9. Candle Flame Oscillations as a Clock
Total comment counts : 10
Summary
Three candles, normally optimized to avoid flicker, synchronize when bundled and exhibit a stable ~9.9 Hz flame oscillation driven by gravity and flame diameter. The coupled flames flicker with a sawtooth brightness cycle as they trade height and energy. The author measured the signal with a high-resolution ambient light sensor, confirming a consistent 9.9 Hz. Because the oscillation depends mainly on gravity and fuel-source size, it could serve as a fire-based time base. The article also describes converting this to electronics: a wire senses flame-capacitance changes, and a phototransistor with a resistor captures the ~9.9 Hz, enabling 1 Hz derivation.
Top 1 Comment Summary
The piece investigates how a candle-flicker LED generates randomness in its flicker and outlines the reverse-engineering steps used to uncover the mechanism. It explains how the LED mimics a natural flame and what can be learned from dissecting its flicker pattern.
Top 2 Comment Summary
The article notes a stable oscillation frequency of about 9.9 Hz, mainly set by gravity and flame diameter.
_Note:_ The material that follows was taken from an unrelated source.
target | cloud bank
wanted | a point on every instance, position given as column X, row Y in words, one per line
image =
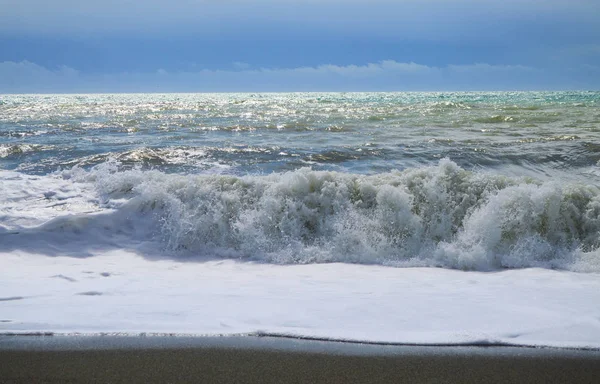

It also compares this to Dolbear’s law, which estimates air temperature from a cricket’s chirp rate, and cites a link to its Wikipedia page.
10. The SSO Wall of Shame – Vendors that treat SSO as luxury feature
Total comment counts : 18
Summary
Single sign-on (SSO) lets a business outsource authentication to an identity provider (e.g., Google, Azure AD) so IT can centrally manage users across many vendors. It’s critical for larger teams to quickly disable access and audit across apps. Yet many SaaS vendors restrict SSO to Enterprise plans, charging 2–4x base pricing or using non-public quotes, making it expensive and non-linear with seats. The article notes pricing data is crowdsourced and invites corrections, and argues SSO should be priced separately from other value-added features.
Top 1 Comment Summary
The so-called SSO tax is more about market segmentation than tech or support costs. Larger, price-insensitive customers require SSO due to SOC 2 attestations, and their payments subsidize price-sensitive customers. While pricing that elevates the insensible may irritate, this universal segmentation remains common. The author also notes a prior related post with a link.
Top 2 Comment Summary
SSO tends to increase support burden because it’s complex with many adjustable settings, making it hard to determine whether issues come from the customer’s configuration (or identity provider) or the vendor. A recent incident highlighted misreads of the spec and provider-specific behavior. It’s painful to start, though it tends to improve as the implementation matures.